Léollyanna : J’ai fait des coloriages avec Augustin, et
ensuite la maîtresse nous a donné des images. A la cantine on a mangé des
kiwis, et après on a joué au ballon prisonnier.
Donc dans le premier cas, on a un truc qui sonne comme s’il
avait été écrit sous LSD, et dans le second cas, un truc fabuleusement ennuyeux
parce que j’ai eu la flemme de faire intéressant, mais plus ou moins cohérent,
qui ignore le fait qu’un humanoïde de cet âge-là a du mal à narrativiser de
cette manière, mais conserve le vocabulaire et le niveau de langue qu’on
pourrait attendre de lui dans la réalité.
Le texte, en littérature jeunesse, ne peut pas, peut-être,
paramétrer entièrement la ‘véracité’ des dialogues.
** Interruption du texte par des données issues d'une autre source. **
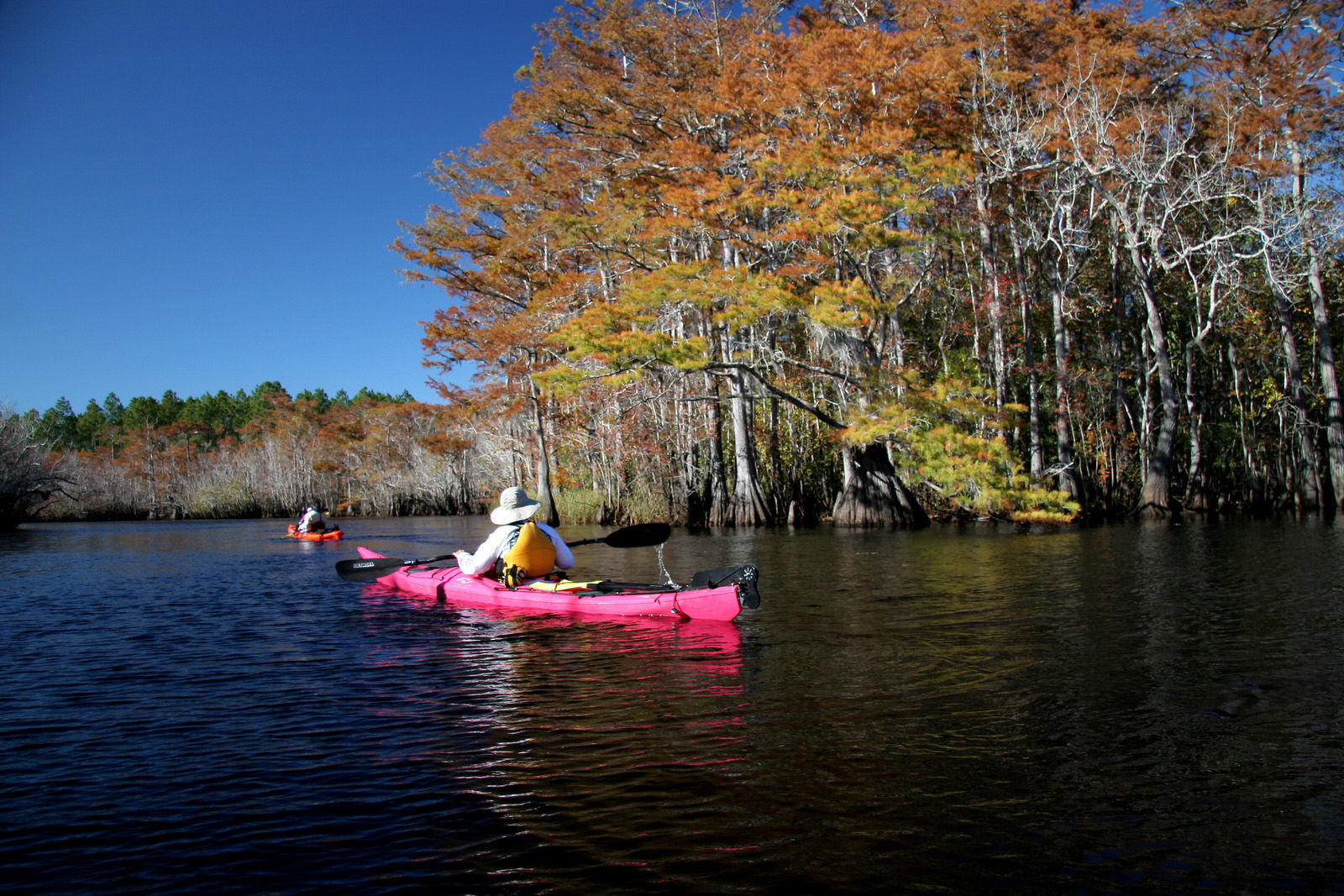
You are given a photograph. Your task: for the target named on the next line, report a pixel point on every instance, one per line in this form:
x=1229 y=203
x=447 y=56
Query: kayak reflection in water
x=521 y=547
Un degré de réalisme, d’effet
de réel, resterait donc nécessaire. J’emploie le conditionnel parce que je ne
suis pas à 100% sûre que c’est le cas. Mais c’est l’hypothèse que
je fais en ce moment : le dialogue « vrai » en littérature
jeunesse ne peut se concevoir sans un fort effet de réel. Au contraire, dans un
bouquin comme Ada, de Nabokov, le
texte est configuré pour qu’on accepte parfaitement – pour qu’on se délecte,
même – des dialogues complètement irréalistes entre les enfants prodiges Ada et
Van. Construction et convention plutôt qu’ « essence » du texte
pour enfants, c’est certain, mais qui mène à une définition instinctive très différente de ce qu’est un dialogue qui « sonne
vrai ».
C'est pour cela peut-être qu'il est aussi difficile pour un écrivain de livres pour 'adultes' de subitement se mettre à écrire pour les enfants. En général, ça ne marche pas terrible, parce qu'ils restent dans l'état d'esprit du texte qui configure les dialogues. Et qu'ils sont souvent détachés de la 'réalité' du parler-gamin, puisque leurs autres textes nécessitent moins d'effet de réel.
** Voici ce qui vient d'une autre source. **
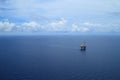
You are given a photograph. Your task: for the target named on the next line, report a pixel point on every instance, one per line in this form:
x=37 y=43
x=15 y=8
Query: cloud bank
x=57 y=26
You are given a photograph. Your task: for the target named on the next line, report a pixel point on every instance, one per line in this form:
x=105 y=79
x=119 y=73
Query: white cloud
x=6 y=26
x=58 y=25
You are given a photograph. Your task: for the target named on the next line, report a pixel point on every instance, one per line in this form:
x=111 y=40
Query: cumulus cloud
x=6 y=26
x=58 y=25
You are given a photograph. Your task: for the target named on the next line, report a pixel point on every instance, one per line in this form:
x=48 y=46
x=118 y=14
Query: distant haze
x=81 y=16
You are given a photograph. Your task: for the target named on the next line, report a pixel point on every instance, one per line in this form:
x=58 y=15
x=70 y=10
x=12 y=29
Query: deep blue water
x=59 y=58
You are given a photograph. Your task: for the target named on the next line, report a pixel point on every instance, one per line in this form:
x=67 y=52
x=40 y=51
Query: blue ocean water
x=56 y=57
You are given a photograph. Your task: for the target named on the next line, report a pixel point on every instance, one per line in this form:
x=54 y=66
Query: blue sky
x=60 y=16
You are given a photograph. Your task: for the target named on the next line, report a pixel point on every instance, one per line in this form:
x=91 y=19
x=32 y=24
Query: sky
x=82 y=16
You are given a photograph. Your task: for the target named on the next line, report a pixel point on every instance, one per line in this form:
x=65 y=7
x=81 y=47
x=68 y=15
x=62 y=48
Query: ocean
x=58 y=57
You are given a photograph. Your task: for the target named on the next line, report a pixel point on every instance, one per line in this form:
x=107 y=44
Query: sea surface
x=58 y=57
Parce que même s'il est possible de s'en émanciper un peu, difficile d'écrire des dialogues réalistes quand on n'a aucune idée de ce qui se raconte en cour de récré. Cette question a été particulièrement importante pour moi lors de l’écriture de La pouilleuse, qui est un roman censé être réaliste, actuel, et centré sur un groupe d’ados de 17 ans des beaux quartiers de Paris. Coup de chance, j’en étais une il y a 6 ans. Mais apparemment, c’est déjà trop loin. C’est grâce à ma sœur, qui, elle, a toujours 17 ans, et qui a relu deux fois La pouilleuse malgré sa phobie des poux (!), que des irréalismes dans les dialogues ont été modifiés. Apparemment, personne de cet âge-là ne dirait « On lui donnerait le bon Dieu sans confession ». Moi, à 23 ans, je le dis quarante-huit fois par jour. Comme quoi on change.
Donc pour moi les dialogues en littérature jeunesse reposent souvent sur un réalisme plus ancré à l'extérieur du texte que les dialogues en littérature jeunesse. Encore une fois, je précise que je pense qu'il s'agit davantage d'une convention, d'une attente, que d'une nécessité ontologique du médium. Après tout, personne ne nous dit que l'enfant-lecteur aurait des problèmes à s'attacher aux personnages si c'était, comme en littérature adulte, le texte qui paramétrait surtout les dialogues. Sophie et Paul restent compréhensibles, et les Malheurs reste un livre pour enfants. Peut-être est-on, comme d'habitude, beaucoup trop frileux lorsque l'on s'adresse à un lectorat qu'on estime moins 'sophistiqué'. Je pense que les petits lecteurs n'auraient en réalité aucune difficulté à suivre des dialogues beaucoup plus détachés de la manière dont ils parlent 'vraiment'.
Qu’en pensez-vous ? Comment écrivez-vous vos dialogues ?
Racontez-moi tout ça sur le divan des commentaires.
*réalisme ajouté par une invention de prénom, puisqu'il semble que trouver les prénoms de ses gamins en tirant au hasard des lettres de Scrabble fait
fureur ces temps-ci.
Intéressant tout ce que tu dis sur le dialogue !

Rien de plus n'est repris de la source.